The fragment ions produced in Q 2 were transmitted to Q 3 and a 
mass range of 50 Da to the molecular weight of the precursor 
ion was scanned at 500 Da/sec to record the fragment ions. 
The low energy spectra of 3 6 peptides were recorded and stored 
on disk. The genpept database contains protein sequences 
translated from nucleotide sequences. A text search of the 
database was performed to determine if the sequences for the 
peptide amino acid sequences used in the analysis were present 
in the database. Subsequently, a second database was created 
from the whole database by appending amino acid sequences for 
peptides not included. 

The spectrum data was converted to a list of masses 
and intensities and the values for the precursor ion were 
removed from the file. The square root of all the intensity 
values was calculated and normalized to a maximum intensity of 
100.0. All ions except the 200 most intense ions were removed 
from the file. The remaining ions were divided into 10 mass 
regions and the maximum intensity normalized to 100.0 within 
each region. Each ion within 3.0 daltons of its neighbor on 
either side was given the greater intensity value, if the 
neighboring intensity was greater than its own intensity. 
This processed data was stored for comparison to the candidate 
sequences chosen from the database search.
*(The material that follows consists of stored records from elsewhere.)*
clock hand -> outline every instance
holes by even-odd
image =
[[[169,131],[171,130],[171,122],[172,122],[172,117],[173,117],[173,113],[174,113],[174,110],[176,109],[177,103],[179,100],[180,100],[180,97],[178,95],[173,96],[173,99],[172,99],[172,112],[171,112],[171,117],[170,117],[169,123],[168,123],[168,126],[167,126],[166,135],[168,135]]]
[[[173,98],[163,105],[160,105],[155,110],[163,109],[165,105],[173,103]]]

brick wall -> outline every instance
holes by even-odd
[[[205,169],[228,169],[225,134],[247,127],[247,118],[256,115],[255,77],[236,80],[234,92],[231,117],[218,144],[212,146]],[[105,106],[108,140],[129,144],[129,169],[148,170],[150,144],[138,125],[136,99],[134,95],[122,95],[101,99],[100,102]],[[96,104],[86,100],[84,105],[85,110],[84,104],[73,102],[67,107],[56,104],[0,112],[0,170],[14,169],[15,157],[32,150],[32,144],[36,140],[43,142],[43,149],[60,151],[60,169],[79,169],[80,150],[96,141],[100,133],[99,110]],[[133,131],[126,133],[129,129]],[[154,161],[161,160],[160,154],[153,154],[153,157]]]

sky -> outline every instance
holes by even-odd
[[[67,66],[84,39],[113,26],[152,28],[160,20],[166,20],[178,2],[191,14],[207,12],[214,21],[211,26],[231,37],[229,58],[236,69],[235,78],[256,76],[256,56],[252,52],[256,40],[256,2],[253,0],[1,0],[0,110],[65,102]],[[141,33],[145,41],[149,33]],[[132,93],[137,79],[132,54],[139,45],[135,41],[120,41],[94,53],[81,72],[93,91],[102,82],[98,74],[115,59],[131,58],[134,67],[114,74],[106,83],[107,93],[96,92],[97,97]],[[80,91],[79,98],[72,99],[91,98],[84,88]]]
The MS/MS spectrum 
was modified in a different manner for calculation of a 
correlation function. The precursor ion was removed from the 
spectrum and the spectrum divided into 10 equal sections. 
Ions in each section were then normalized to 50.0. This 
spectrum was used to calculate the correlation coefficient 
against a predicted MS/MS spectrum for each amino acid 
sequence retrieved from the database.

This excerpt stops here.